Still referring to FIGS. 5a through 5i, the second predetermined amount of fluid pressure level is applied from the upper portion of fluid flowpath 48, through flow ports 112, and into expandable chamber 114 to unlock hydraulic lock 36. This second predetermined amount of pressure level urges sleeve piston 98 downward against an upward force exerted by both bias spring 100 and a fluid pressure level within a central bore of bridge plug 26. It should be noted that bias spring 100 should be selected so that once bias spring 100 is preloaded by adjustable preload sleeve 102, an upwards force will be applied to spring biased annular piston 50 that is adequate to prevent unlocking of hydraulic lock 36 until inflatable packer 42 is urged into setting engagement within casing 4 (not shown in FIGS. 5a through 5i).

Still referring to FIGS. 5a through 5i, once expandable chamber 114 has been expanded by filling with pressurized fluid to urge sleeve piston 98 downward, lock sleeve 96, which is also urged downward with sleeve piston 98, is removed from between locking dogs 70 and lock housing 88. Pressurization valve 38 is then closed by moving pressurization valve sleeve 66 upwards into a closed position to again seal against flow through inflation ports 46 in order to retain the second predetermined amount of pressure level within fluid flowpath 55, which in the preferred embodiment of the present invention includes fluid flowpath 48, packer fluid flowpath 54, inflation chamber 200, and expandable chamber 114.

Once returned to the closed position, pressurization valve sleeve 66 is latched again into the closed position, which in the preferred embodiment of the present invention is also the latched closed position, locking fluid pressure within fluid flowpath 55. Pressurization valve sleeve 66 is latched into the closed position by valve latch member 67 again latching within valve latch profile 68. Coiled tubing 61 may then be withdrawn from wellbore 6 (not shown in FIGS. 5a through 5i).
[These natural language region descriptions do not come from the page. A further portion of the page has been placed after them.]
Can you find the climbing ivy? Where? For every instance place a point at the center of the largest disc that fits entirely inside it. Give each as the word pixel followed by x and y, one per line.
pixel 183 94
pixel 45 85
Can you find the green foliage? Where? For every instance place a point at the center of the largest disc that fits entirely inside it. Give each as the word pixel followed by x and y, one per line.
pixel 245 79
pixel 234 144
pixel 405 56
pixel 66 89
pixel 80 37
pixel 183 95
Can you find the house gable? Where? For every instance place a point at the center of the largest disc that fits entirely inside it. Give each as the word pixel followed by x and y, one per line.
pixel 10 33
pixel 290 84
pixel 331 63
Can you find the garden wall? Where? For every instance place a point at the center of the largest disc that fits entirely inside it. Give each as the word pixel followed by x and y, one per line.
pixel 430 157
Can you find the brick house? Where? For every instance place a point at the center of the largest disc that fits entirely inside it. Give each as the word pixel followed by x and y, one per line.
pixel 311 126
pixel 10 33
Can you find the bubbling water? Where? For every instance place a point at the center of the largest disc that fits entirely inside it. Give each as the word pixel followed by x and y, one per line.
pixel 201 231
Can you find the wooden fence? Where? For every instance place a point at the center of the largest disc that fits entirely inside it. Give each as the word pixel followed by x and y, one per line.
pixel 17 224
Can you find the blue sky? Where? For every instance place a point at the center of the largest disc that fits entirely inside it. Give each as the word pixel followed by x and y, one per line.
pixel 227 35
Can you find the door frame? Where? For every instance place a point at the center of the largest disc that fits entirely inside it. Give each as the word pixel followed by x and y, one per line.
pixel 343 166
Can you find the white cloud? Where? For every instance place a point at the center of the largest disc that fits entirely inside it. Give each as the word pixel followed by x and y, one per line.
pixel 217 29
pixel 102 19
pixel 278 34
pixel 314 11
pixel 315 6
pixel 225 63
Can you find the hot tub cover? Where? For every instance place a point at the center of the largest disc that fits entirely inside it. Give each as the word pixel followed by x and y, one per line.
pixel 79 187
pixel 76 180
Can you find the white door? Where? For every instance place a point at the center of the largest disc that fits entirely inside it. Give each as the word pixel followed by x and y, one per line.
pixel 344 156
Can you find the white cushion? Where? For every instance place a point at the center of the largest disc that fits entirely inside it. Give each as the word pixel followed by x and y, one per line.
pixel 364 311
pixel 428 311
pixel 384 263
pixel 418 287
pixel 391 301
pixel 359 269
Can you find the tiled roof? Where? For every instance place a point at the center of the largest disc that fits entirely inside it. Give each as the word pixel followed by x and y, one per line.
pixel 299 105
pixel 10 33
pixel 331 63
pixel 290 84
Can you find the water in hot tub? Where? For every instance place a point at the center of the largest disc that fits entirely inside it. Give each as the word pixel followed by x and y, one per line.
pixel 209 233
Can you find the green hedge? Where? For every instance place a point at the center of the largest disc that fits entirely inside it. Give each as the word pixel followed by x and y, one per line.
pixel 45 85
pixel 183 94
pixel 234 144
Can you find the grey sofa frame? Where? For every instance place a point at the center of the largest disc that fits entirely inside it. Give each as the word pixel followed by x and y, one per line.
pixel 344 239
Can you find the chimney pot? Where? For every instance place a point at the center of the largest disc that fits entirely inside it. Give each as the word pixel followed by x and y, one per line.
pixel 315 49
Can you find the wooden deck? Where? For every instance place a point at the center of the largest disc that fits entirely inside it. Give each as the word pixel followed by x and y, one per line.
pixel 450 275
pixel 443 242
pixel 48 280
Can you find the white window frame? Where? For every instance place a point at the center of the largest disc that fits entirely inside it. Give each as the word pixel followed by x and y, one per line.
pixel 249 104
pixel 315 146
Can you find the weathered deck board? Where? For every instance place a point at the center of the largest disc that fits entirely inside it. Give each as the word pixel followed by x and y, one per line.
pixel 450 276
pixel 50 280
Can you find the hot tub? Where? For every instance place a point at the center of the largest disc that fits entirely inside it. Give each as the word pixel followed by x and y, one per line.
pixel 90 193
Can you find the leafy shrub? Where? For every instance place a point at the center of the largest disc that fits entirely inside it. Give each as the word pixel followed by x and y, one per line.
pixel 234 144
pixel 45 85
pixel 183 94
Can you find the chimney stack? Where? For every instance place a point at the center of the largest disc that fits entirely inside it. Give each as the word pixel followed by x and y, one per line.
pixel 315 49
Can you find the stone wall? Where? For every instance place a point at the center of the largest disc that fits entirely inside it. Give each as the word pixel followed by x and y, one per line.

An upward force may then be applied to workstring 16 for separation of release latch 24. Release latch 24 is separated in the preferred embodiment of the present invention when 10,000 pounds of force is upwardly applied to workstring 16 as inflatable packer 42 is maintained in setting engagement for gripping and sealing within casing 4.

Still referring to FIGS. 5a through 5i, with lock sleeve 96 moved downward from between locking dogs 70 and lock housing 88, an upward force applied to lower latch sleeve 86 will urge locking dogs 70 radially outward against the inward pulling force of garter springs 94. With locking dogs 70 free to move radially outward, ratchet latch 34 may then be separated by collet fingers 78 flexing radially inward and away from mating ratchet teeth on the interior of the upper portion of anchor head 82. Release latch 34 then separates between lower latch sleeve 86 and anchor head 82, with locking dogs 70 remaining secured within anchor head 82.

With reference to FIG. 2, workstring 16 and well treatment tool 18 may then be removed from wellbore 6 as inflatable bridge plug 26 of resettable wellbore tool 23 remains in setting engagement for gripping and sealing wellbore surface 30 to prevent fluid flow within casing 4.

Resecurement of well treatment tool 18 and workstring 16 to inflatable bridge plug 26 is accomplished by lowering workstring 16 to position lower latch sleeve 86 about anchor head 82 as depicted in FIGS. 5a through 5i. Ratchet teeth on collet fingers 78 will re-engage with mating ratchet teeth on the upper portion of anchor head 82 and locking dogs 70 will radially expand and snap back into position within recess 93 in the lower portion of lower latch sleeve 86. Garter springs 94 will urge locking dogs 70 radially inward for engagement back into recess 93.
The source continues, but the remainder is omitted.